This summer, I took my auntie to a horticultural show, specifically to see the show gardens. There were plants, shrubs and trees from all over the world, stunningly arranged to convey different themes and ideas. They had all been assembled in a matter of days to great effect. Many of them won prizes and industry accolades.
The vast majority of the flora at these shows is grown for a specific garden and is carefully cultivated to be at its best at a certain date. This means the designers usually sell off the gardens’ contents to punters at the end of the show, rather than create a very expensive compost heap somewhere near the city ring road.
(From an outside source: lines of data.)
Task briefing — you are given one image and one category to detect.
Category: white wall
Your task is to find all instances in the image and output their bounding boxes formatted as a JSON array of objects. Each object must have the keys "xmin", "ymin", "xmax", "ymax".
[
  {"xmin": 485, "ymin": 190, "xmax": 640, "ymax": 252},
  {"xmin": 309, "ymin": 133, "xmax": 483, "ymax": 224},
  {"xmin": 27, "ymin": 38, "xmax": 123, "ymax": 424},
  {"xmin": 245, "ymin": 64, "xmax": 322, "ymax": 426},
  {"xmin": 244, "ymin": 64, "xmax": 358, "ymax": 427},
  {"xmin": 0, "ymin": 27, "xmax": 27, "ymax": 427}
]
We picked up some beauties, but as they sat on our patio waiting for an available planting space, one of them started to look decidedly peaky. A glorious Helenium, which had been a major focal point of one of the winning show gardens, began to droop, with its leaves and flowers flopping dramatically.
Standing in a bucket of rainwater overnight revived it, but this was a short-term solution. As we removed the Helenium from its pot to plant out in the garden, we realised the problem immediately.
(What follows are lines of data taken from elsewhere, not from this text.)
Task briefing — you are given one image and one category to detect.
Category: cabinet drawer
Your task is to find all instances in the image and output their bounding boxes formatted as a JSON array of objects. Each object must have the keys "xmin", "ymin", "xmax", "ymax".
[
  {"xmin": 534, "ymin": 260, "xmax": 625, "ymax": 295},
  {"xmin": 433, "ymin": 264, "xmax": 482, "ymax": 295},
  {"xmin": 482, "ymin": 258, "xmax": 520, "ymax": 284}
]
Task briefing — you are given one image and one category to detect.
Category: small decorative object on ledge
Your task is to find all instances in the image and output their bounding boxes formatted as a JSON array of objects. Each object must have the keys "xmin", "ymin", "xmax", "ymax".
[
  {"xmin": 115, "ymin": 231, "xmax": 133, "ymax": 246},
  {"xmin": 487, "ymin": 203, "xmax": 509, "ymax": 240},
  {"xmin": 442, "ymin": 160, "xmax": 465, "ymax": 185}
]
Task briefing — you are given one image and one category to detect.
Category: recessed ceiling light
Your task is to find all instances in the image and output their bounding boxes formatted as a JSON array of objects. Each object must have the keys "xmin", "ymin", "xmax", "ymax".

The roots were poorly formed, to the extent that they were not able to sustain the plant. Despite looking fantastic on top, and performing well in the show garden, it was unable to do “its job” outside a controlled environment.
Over the next few days, when it rained, the Helenium looked radiant, but under the sunshine it wilted and faded. It was on the compost heap by mid-July.
What a shame for the plant, what a waste of money for us and what a missed opportunity for a better overall outcome.
With proper roots, the plant may have become the centrepiece of our garden, from which insects, birds and all manner of other ecological wonder could have benefitted.
The roots would also have helped the rest of the garden’s ecosystem pull together and weather the storms, droughts and other extreme events visited upon it every year.
Instead, it looked fantastic for a few days, only to be useless beyond that one specific event.
Believe it or not, when we approach content, it helps to have this type of episode in mind. As an agency, with a wide spectrum of clients, we see the huge amount of time, effort and resource that goes into a report, article series, or survey to deliver one specific objective. This objective has usually been selected through many internal conversations or from the desire to seize on a particular zeitgeist or theme.
However, once published, the content is often then destined for the compost heap of a webpage or one-off client newsletter without considering how it might be developed, expanded upon, or used in future.
In many cases, the hours of interviews, data collection and analysis, not to mention the cost of compliance, legal and production to get it published, is forgotten, while the “designers” move on to the next crowd-wowing “garden”.
As content is not transactional – something I’ll cover in the next issue of Financial Promoter – the piece or campaign can then sit and wilt, without ever making a real impact other than to the marketing budget.
Usually, we see this happen when the idea for a piece of content is conceived without mapping it across broader campaigns, messaging or key themes. Although some pieces may have one specific objective, it’s rare that financial services projects don’t all knit together nicely.
With a bit of thought and strategic planning, pretty much all content can be part of a broad and deep marketing and sales push.
From the shortest article through to a vast and varied survey; a two-minute video snippet to a 3,000-word white paper, it all should be designed and created with the aim of being planted and thriving within the broader ecosystem of a campaign or company strategy.
Content must be anchored to your beliefs, mission, overall values and objectives, along with the one specific cause it is destined to shine a light upon.
Spending a bit of time developing the idea, its connection and place within your wider marketing landscape should equip your content with the proper roots it needs to offer the long-lasting and consistent impact you want.
Elizabeth Pfeuti is Chief Client Officer of Rhotic Media.